Bipartisan legislation seeks to fix temporary skilled worker program
Technology innovation rules at SXSW, and that's an industry with many immigrants and foreign workers.
Because of this, a panel was held at SXSW discussing the future of the H-1B visa program.
Daniel Costa with the Economic Policy Institute spoke on the panel as a nationally recognized expert on immigration law and policy. He explained that the H-1B program is not an immigration program, but a temporary skilled worker program. Among other qualifications, the foreign worker must have the equivalent of a bachelor's degree and work in a "skilled" job. Mostly, tech labor outsourcing companies make use of the program.
Costa and the other panelists pointed a few outstanding issues with the H-1B program. On one hand, there are clear cases of American workers being displaced because similarly skilled H-1B workers are cheaper. On the other hand, tech industry experts say there just aren’t enough appropriately skilled American tech workers to fill the need in the U.S.
Costa says there is a piece of legislation in Congress that could solve both those problems.
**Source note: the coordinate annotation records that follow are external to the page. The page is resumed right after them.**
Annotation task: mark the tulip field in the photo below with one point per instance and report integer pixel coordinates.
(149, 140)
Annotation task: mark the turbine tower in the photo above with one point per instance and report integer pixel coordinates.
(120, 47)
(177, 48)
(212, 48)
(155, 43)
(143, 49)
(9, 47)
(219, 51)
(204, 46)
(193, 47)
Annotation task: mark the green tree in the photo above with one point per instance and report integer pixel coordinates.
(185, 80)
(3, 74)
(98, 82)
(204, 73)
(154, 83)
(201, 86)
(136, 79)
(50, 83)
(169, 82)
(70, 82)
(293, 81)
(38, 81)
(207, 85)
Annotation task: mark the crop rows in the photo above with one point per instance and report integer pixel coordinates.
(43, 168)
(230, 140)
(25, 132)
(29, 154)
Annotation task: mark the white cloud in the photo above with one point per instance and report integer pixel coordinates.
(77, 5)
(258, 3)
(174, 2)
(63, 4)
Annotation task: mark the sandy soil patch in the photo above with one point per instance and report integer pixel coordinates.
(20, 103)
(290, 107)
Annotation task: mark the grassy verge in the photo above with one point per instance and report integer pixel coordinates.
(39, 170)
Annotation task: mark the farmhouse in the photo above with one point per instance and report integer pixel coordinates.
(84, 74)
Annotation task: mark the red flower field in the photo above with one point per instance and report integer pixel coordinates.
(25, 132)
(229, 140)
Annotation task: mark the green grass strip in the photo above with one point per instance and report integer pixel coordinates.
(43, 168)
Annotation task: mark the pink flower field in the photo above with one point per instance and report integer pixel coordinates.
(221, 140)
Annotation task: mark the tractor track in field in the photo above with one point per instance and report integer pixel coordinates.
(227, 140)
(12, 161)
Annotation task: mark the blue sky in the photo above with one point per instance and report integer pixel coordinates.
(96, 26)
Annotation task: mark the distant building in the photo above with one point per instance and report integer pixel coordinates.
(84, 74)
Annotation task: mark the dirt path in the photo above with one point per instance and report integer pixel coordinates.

"What it would do is require companies to first recruit and offer jobs to U.S. workers if they're equally or better-qualified before hiring H-1B workers," said Costa.
Furthermore, "It would require that employers pay their H-1B workers no less than the average wage," Costa said. "Very simple, common-sense fixes for a program that just has so many problems."
The legislation would also give the U.S. Department of Labor more authority to crack down on abuses of the system and abuses of the H-1B workers themselves.
This Senate bill is co-sponsored by a liberal Democrat and a conservative Republican.